Chimelis played in the Mexican League in 2000 for the Tecolotes de los Dos Laredo. In 2001, Chimelis played in the Mexican League and for the Quebec Capitales in the independent Northern League. He played a stint in Puerto Rico during the winter of 2002, then returned to the Tecolotes later that year, but retired in 2003.

==Coaching career==
In 2004 and 2005, Chimelis was the hitting coach for the Single-A Savannah Sand Gnats minor league team in the Washington Nationals organization.

In January 2006, the Houston Astros announced that Chimelis would become the hitting coach for the Tri-City ValleyCats, who play a short season in the New York–Penn League. Chimelis continued in that role through the 2010 season. In 2011, Chimelis served as the hitting coach for the Astros' Class A Lexington Legends team. In 2012, Chimelis served as the hitting coach for the Astros' Class AA Corpus Christi Hooks team, and then served as the hitting coach for the Quad Cities River Bandits, the Astros' low-A affiliate in the Midwest League.

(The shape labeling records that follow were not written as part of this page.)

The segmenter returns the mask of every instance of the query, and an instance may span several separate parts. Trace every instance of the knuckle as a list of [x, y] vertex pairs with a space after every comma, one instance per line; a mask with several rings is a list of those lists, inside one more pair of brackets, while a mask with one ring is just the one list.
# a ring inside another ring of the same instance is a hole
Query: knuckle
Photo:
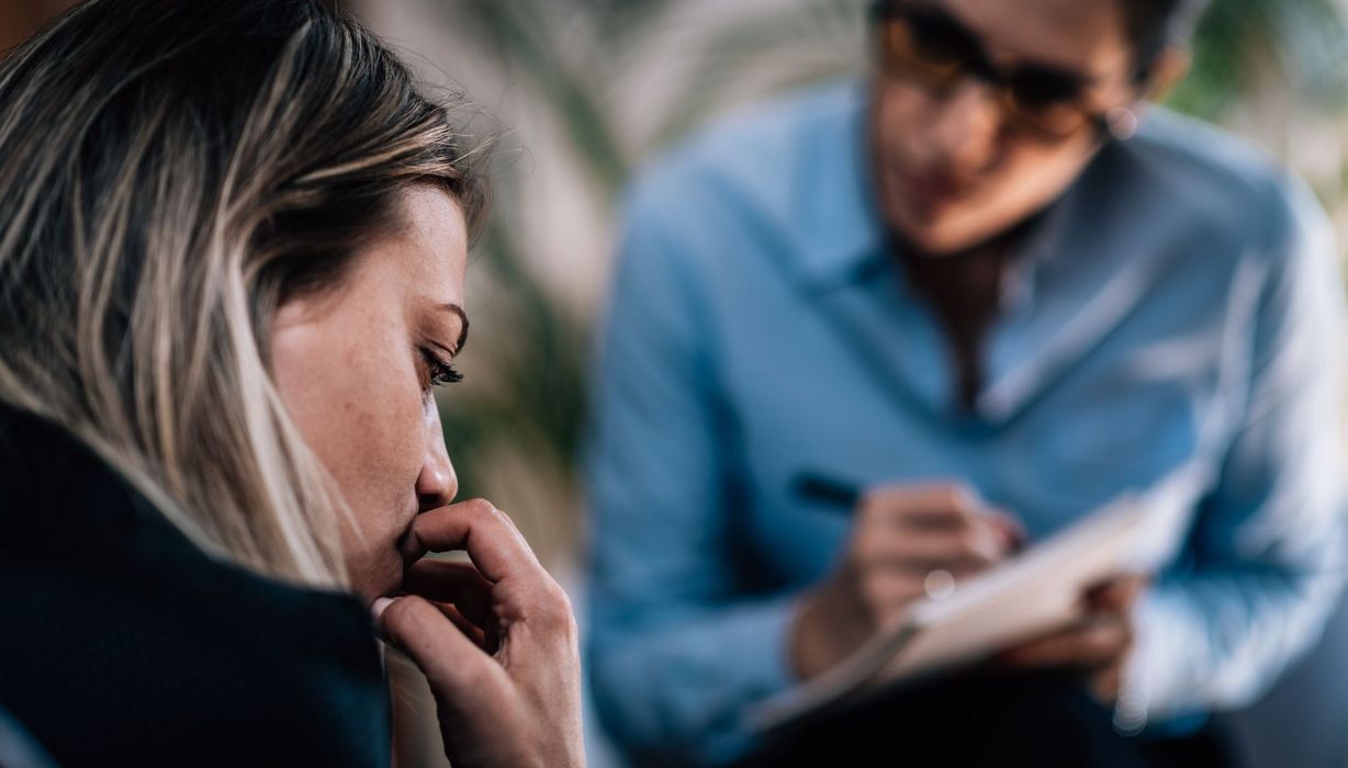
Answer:
[[496, 505], [485, 499], [469, 499], [462, 504], [464, 511], [474, 517], [493, 517], [500, 513]]
[[386, 632], [399, 640], [407, 640], [425, 628], [426, 608], [430, 608], [430, 604], [417, 596], [400, 597], [384, 609], [380, 621]]

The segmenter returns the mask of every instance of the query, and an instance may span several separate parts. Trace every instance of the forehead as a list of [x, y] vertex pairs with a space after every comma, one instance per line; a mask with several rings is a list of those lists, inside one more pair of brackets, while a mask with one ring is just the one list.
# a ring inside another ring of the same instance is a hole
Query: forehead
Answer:
[[407, 190], [388, 245], [410, 287], [441, 303], [462, 303], [468, 232], [462, 209], [448, 193], [429, 185]]
[[993, 61], [1050, 65], [1095, 78], [1127, 71], [1130, 0], [930, 0], [983, 39]]

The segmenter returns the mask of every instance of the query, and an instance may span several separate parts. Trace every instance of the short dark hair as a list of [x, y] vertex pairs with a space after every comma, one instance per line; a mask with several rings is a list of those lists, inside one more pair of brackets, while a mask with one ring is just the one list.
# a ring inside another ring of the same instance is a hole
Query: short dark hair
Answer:
[[1123, 4], [1128, 39], [1136, 54], [1136, 78], [1151, 77], [1166, 49], [1193, 36], [1211, 0], [1116, 0]]

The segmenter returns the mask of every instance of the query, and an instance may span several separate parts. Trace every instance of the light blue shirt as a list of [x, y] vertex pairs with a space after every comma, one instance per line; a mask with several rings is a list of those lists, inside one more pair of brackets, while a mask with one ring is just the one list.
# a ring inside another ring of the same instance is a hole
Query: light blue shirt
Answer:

Chimelis was the hitting coach for the Las Vegas 51s of the New York Mets organization for the 2018 season and continued his role with the Mets’ Triple-A team when it moved to Syracuse in 2019. He joined the Los Angeles Angels organization in 2023, coaching for the Triple-A Salt Lake Bees for one season before moving to the Double-A Rocket City Trash Pandas.

In 2026, Chimelis was named as the hitting coach for the FCL Phillies the rookie-level affiliate of the Philadelphia Phillies.